Interestingly, we are using the same “Game Plan” framework with our adult teacher-leaders in our Junior High School PLCs (professional learning communities).[See an example here.]

The Synergy team is utilizing tools that are employed by the pedagogical leaders in our middle school. I find that parallelism so exciting!

Sometimes, we just need to be asked!

Moments ago, I sent the following e-mail to the faculty with whom I have the privilege to work and learn everyday – the Junior High faculty at Westminster. I am genuinely excited to learn what they might suggest for faculty meetings and other professional-learning opportunities. Certainly, with their help, our opportunities will be better and more well-suited for us all!

Dear JH:

I need your input and contributions! Our entire JH needs your input and contributions! You are amazing professionals who are devoted to the career of teaching and learning. More than anyone, you have superb ideas about what you want to be learning professionally. You know what you need regarding “corporate professional learning” time – our faculty meetings and in-services. You are surely thinking about your goals…and you think, “If Bo would just do x at a faculty meeting, it would really help me accomplish my goal and better serve student learning!”
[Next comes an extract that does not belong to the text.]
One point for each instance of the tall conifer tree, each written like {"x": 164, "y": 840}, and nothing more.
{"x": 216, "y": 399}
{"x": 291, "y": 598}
WE ARE SMARTER THAN ME! Rather than me individually thinking and planning for our learning time together in faculty meetings and in-services, I would like for many people to contribute to that thinking and planning. I have set up a Google Doc for us to use together to suggest meeting topics, particular content, specific pedagogies, what’s-worked-in-the-past, interesting professional questions you have, etc. [I am asking now in case I need to secure a speaker/facilitator, begin a set of action steps, etc.]

[I inserted Google Doc link here!]

If for some reason, you have any trouble on Google Docs, just email me your suggestions (I will paste them into the Google Doc). But PLEASE try the Google Doc first!

Together, our JH professional learning community can brainstorm, idea-exchange, and contribute to the form and function of JH faculty meetings and other corporate learning opportunities. You have a voice about how our meetings should be, and I hope you will exercise that voice.



#Learnopolis and INMAX

Today, Westminster is hosting INMAX – a Benchmark Research membership group of large, independent schools in the U.S. The topic of focus is leadership and innovation, and the agenda appears quite intriguing as a whole.

At 11:30 a.m., Jill Gough (@jgough) and I (@boadams1) will be sharing a story about tearing down walls and connecting dots. We will be sharing the story of our school’s multi-year journey to become a PLC – a professional learning community. The official title of our session is “Learnopolis: Tearing Down Walls with PLC.” We plan to use the Twitter hashtag #learnopolis for tweeters, and a PDF of our slide deck is embedded below (the iMovie in slide #9 is inserted below, too, as a YouTube video).

In short, we are trying to communicate the following:

  • “School” hasn’t changed very much in the last century – maybe longer. [We need to adapt and evolve!]
  • Schools exist in a bit of an “egg-crate culture” (Kathy Boles), as we have generally organized with individual teachers and rows and columns of students. For the most part, teachers are relatively isolated as professionals.
  • In the 21st c., we can capitalize on the notion of social networks by rethinking and rebuilding the critical infrastructure of schools – the human infrastructure. [New basic building block should be learning teams.]
  • While we cannot rebuild the physical plant, we can rebuild the way we work within the physical plant. We can build a learnopolis!
  • By shifting our central paradigm from “teaching” to “learning,” and by providing regular, job-embedded, structured time for teachers to collaborate, we can build the schools that 21st c. learners desire and deserve.

We are looking forward to learning together with our colleague schools at INMAX today! And we are looking forward to building a learnopolis! After all…it’s about learning!